It depends...   Your IT may have policies about where you should (or shouldn't) save data.   That's what you need to know. 

At work we had specific folder on our laptops to store our files.  That folder location would be synced and backed up to a network server.   It was as simple as using that folder as the root of our personal files.  That said... more than a few people didn't even get that correct. :wacko:

We could have separate PST files.  By default, they were hidden away in some Outlook folder (maybe on purpose??).  They were backed up to the network too.   I kept my PST files in my file system, that was part of the network backup.  I had a new PST file, one for each year.  I'm sure the records retention people hated me.  Then again... over the years having an old email helped me a LOT from time to time.  

 Not work stuff at all.

Decoupling from dearie's MS cloud group account....  Shared digital stuff adds another layer of complexity. :mellow:  

I have figured out which family member can deal with my blog in future mists of time.  Just have to get in writing...one day. 

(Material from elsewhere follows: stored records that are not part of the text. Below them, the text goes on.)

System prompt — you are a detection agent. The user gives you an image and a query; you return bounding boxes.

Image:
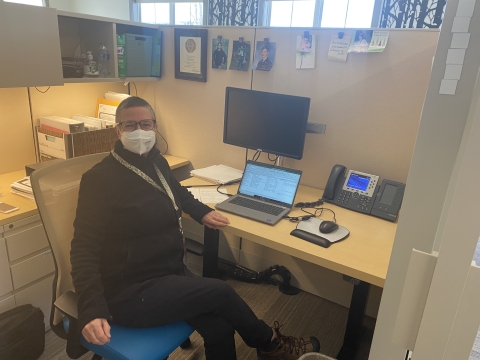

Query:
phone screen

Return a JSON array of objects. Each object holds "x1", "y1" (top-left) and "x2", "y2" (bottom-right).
[{"x1": 0, "y1": 202, "x2": 18, "y2": 214}]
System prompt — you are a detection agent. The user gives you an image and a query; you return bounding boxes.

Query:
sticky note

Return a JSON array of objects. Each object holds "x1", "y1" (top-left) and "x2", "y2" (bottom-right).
[
  {"x1": 450, "y1": 33, "x2": 470, "y2": 49},
  {"x1": 443, "y1": 65, "x2": 463, "y2": 80},
  {"x1": 439, "y1": 79, "x2": 458, "y2": 95},
  {"x1": 456, "y1": 0, "x2": 475, "y2": 16},
  {"x1": 452, "y1": 16, "x2": 471, "y2": 32},
  {"x1": 447, "y1": 49, "x2": 465, "y2": 65}
]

At work, our enterprise-wide system, allows employees to store critical separate emails into our system (and its attachments) as an official record.  However not all dept.'s business processes have been ironed out by depts. for this ...  There are all sorts of tools that can auto-push email based on common subject words, etc. into our system.  One of several solutions. Or many employees do what I do, cherry-pick what deserves to be saved for others to see/check. 

I'm not good at work compared to colleagues.  I keep far too much work email. I do try to clean out 10-20 emails daily..no particular order...  but ends up maybe 2-3 times/wk. We've been shocked how some employees use their Outlook email solely to store ALL their documents  --not just emails. That's not good practice in my opinion. Creates more garbage that's harder to sift/clean out. Especially in our organization.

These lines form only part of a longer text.